Council pledges to cover cost of BMX track reconstruction

Indoor facility construction set for the fall; city to cover any costs from BMX track modifications

City council voted to cover the cost of rebuilding a portion of the BMX track that will be displaced due to pending construction of an indoor sports facility at Balment Park.

Council also accepted an offer from the Kootenay East Youth Soccer Association which promised to provide $10,000 in funding or in-kind services to rebuild the BMX track.

The discussion was sparked by a submitted letter from KEYSA that responded to a draft License of Occupation — the necessary legal document that will permit the use of the parkspace for the indoor facility.

Determining the costs of reconstructing the BMX track and the ensuing responsibility for covering that cost was the last outstanding issue, according to city staff. The dollar figure for rebuilding the track is still under debate.

Councillor Ron Popoff put forward a motion to accept KEYSA’s offer and resolve the final License of Occupation issues, while Councillor Mike Peabody amended the motion to ensure that the city would bear the cost of reconstructing the BMX track.

“The window is closing, the window is already at the last hour for when the contractors and KEYSA can move forward to get this in the ground this year,” said Popoff.

Council voted earlier this year to offer land at Balment Park in between the BMX track and the Cranbrook Curling Centre for the indoor facility.

Mayor Lee Pratt, the lone vote against Popoff’s motion, expressed his frustration with the process, noting that KEYSA had turned down a location at Moir Park and argued that the Balment Park location inconveniences parking at Western Financial Place and the Cranbrook Curling Centre, and displaces the Sam Steele Society and the BMX park users.

Pratt also said he wants to see the BMX track reconstructed before any work begins with the indoor sports facility.

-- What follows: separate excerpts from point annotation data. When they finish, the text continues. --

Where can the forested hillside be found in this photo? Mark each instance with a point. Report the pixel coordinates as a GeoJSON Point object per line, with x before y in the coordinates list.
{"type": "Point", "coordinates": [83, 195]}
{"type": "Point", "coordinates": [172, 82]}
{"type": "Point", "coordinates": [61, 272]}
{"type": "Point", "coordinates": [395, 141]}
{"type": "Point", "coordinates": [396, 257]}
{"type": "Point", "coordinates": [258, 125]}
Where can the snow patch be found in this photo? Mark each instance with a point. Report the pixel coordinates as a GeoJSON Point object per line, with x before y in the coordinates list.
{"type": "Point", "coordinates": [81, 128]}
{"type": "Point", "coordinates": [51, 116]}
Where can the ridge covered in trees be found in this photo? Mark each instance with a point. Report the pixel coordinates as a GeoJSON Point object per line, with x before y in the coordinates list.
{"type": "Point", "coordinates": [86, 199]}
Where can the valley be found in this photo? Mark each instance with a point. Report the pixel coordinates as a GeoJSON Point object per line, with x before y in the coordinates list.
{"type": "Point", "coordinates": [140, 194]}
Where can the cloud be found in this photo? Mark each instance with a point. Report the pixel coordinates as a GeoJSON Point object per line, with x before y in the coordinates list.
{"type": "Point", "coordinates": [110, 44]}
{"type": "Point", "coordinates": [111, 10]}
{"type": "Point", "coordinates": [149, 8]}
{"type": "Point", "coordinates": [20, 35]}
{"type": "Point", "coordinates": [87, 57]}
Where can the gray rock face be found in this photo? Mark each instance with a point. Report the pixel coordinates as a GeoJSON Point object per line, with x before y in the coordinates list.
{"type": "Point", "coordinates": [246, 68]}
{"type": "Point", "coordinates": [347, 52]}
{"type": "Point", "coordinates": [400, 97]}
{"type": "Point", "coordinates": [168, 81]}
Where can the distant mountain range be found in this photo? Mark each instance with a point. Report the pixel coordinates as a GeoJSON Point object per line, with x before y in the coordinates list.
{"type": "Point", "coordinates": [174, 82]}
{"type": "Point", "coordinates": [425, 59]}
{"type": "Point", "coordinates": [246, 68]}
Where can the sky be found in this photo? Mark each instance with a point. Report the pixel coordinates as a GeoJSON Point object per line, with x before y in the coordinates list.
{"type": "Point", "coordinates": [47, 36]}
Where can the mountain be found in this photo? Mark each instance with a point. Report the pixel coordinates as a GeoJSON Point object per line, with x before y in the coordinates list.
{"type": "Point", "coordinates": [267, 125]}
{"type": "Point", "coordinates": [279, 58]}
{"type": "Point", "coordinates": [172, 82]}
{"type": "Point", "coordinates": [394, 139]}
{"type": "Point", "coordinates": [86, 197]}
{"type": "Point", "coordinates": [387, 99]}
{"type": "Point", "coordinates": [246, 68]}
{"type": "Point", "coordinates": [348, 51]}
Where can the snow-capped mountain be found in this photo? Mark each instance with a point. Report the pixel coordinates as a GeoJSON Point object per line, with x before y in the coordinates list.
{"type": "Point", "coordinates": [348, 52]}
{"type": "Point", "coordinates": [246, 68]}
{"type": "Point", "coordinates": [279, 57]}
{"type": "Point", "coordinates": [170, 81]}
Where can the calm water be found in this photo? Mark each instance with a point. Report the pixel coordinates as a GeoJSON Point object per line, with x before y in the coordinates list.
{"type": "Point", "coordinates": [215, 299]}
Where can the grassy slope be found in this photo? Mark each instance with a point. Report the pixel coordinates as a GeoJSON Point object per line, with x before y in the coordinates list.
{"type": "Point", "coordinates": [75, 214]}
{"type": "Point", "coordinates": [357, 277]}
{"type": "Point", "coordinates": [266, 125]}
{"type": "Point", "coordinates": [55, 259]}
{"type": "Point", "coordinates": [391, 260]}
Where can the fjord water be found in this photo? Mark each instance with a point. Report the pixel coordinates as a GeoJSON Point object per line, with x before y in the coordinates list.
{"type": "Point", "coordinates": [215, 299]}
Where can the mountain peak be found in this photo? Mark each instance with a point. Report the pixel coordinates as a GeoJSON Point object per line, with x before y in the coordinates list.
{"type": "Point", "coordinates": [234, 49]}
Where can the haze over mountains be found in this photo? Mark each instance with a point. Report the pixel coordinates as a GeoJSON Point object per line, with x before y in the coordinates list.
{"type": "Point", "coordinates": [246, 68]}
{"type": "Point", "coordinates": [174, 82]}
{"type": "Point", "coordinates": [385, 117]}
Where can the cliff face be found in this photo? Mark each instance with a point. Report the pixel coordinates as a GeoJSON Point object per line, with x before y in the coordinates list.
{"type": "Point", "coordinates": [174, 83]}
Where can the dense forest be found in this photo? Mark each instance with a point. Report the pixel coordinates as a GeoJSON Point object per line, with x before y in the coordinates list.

“I cannot emphasize enough to self-interest groups of Cranbrook that we do not, as a city, operate on their timelines,” Pratt said. “We operate on our timelines that gives us the time to do our due diligence and make sure that we’ve done our homework before we jump into something without knowing the full costs and ramifications.”

“I’m not against the project; I’m against proceeding with the project not knowing what the costs are and who’s going to pay for it.”

Councillor Norma Blissett said that when it comes to costs to the taxpayer, the only issue is covering the reconstruction of the BMX track.

“With regard to the cost, what we’re talking about is the cost of moving the BMX track, not the cost of building the facility, not the cost of running the facility,” Blissett said. “That is under KEYSA’s purview to look after that. Taxpayers are not under any obligation to subsidize that facility.

“…This is a facility we’re not paying for. All we’re talking about is moving the BMX track.”

Peabody highlighted the work of the BMX group that fundraised and built the track.

“The BMX track is basically a gift that people fundraised for and gave to our city and the KEYSA sports dome is exactly the same thing,” Peabody said. “It’s a gift we’re going to get and it’s going to benefit all of our community.”

KEYSA has been fundraising for facility over the last two years and has secured roughly $1 million in donations and grants for construction that is set to being in the fall.

The facility will be an air-supported dome that features 2,600 square metres of indoor heated floor space on artificial turf that can cater to a number of different sports besides soccer, such as baseball, lacrosse and football.